运行示例打印 BLEU 值。我们可以看到 BLEU 值处于该问题较优的期望范围内，且接近最优水平。并且我们并没有对选择的模型配置进行特别的优化。

BLEU-1: 0.579114
BLEU-2: 0.344856
BLEU-3: 0.252154
BLEU-4: 0.131446

生成新的图像字幕

现在我们了解了如何开发和评估字幕生成模型，那么我们如何使用它呢？

我们需要模型文件中全新的图像，还需要 Tokenizer 用于对模型生成单词进行编码，生成序列和定义模型时使用的输入序列最大长度。

我们可以对最大序列长度进行硬编码。文本编码后，我们就可以创建 tokenizer，并将其保存至文件，这样我们可以在需要的时候快速加载，无需整个 Flickr8K 数据集。另一个方法是使用我们自己的词汇文件，在训练过程中将其映射到取整函数。

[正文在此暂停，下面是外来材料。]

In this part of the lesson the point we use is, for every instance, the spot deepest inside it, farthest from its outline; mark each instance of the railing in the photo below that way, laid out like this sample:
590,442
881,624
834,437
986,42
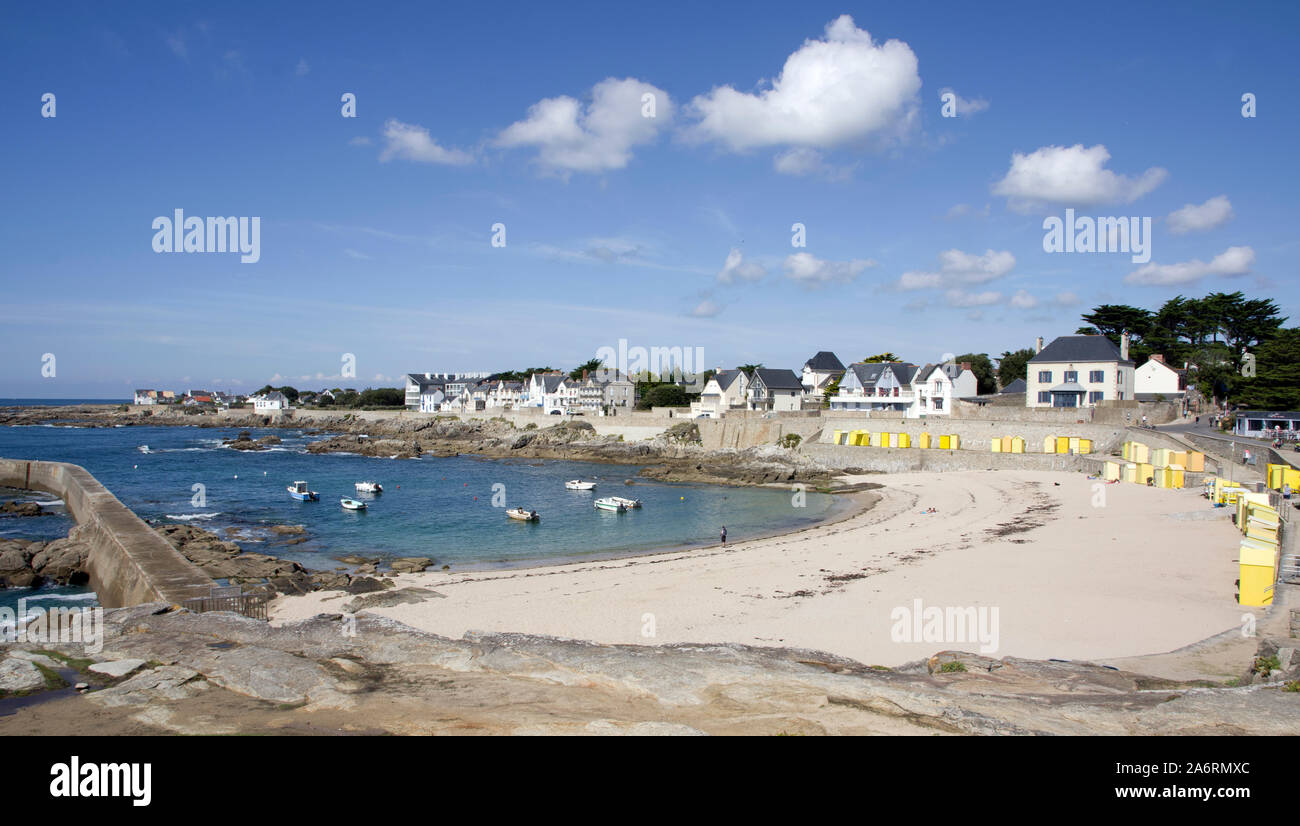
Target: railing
229,599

我们可以按照之前的方式创建 Tokenizer，并将其保存为 pickle 文件 tokenizer.pkl。完整示例如下：

from keras.preprocessing.text import Tokenizer
from pickle import dump

# load doc into memory
def load_doc(filename):
	# open the file as read only
	file = open(filename, 'r')
	# read all text
	text = file.read()
	# close the file
	file.close()
	return text

# load a pre-defined list of photo identifiers
def load_set(filename):
	doc = load_doc(filename)
	dataset = list()
	# process line by line
	for line in doc.split('\n'):
		# skip empty lines
		if len(line) < 1:
			continue
		# get the image identifier
		identifier = line.split('.')[0]
		dataset.append(identifier)
	return set(dataset)

# load clean descriptions into memory
def load_clean_descriptions(filename, dataset):
	# load document
	doc = load_doc(filename)
	descriptions = dict()
	for line in doc.split('\n'):
		# split line by white space
		tokens = line.split()
		# split id from description
		image_id, image_desc = tokens[0], tokens[1:]
		# skip images not in the set
		if image_id in dataset:
			# create list
			if image_id not in descriptions:
				descriptions[image_id] = list()
			# wrap description in tokens
			desc = 'startseq ' + ' '.join(image_desc) + ' endseq'
			# store
			descriptions[image_id].append(desc)
	return descriptions

# covert a dictionary of clean descriptions to a list of descriptions
def to_lines(descriptions):
	all_desc = list()
	for key in descriptions.keys():
		[all_desc.append(d) for d in descriptions[key]]
	return all_desc

# fit a tokenizer given caption descriptions
def create_tokenizer(descriptions):
	lines = to_lines(descriptions)
	tokenizer = Tokenizer()
	tokenizer.fit_on_texts(lines)
	return tokenizer

# load training dataset (6K)
filename = 'Flickr8k_text/Flickr_8k.trainImages.txt'
train = load_set(filename)
print('Dataset: %d' % len(train))
# descriptions
train_descriptions = load_clean_descriptions('descriptions.txt', train)
print('Descriptions: train=%d' % len(train_descriptions))
# prepare tokenizer
tokenizer = create_tokenizer(train_descriptions)
# save the tokenizer
dump(tokenizer, open('tokenizer.pkl', 'wb'))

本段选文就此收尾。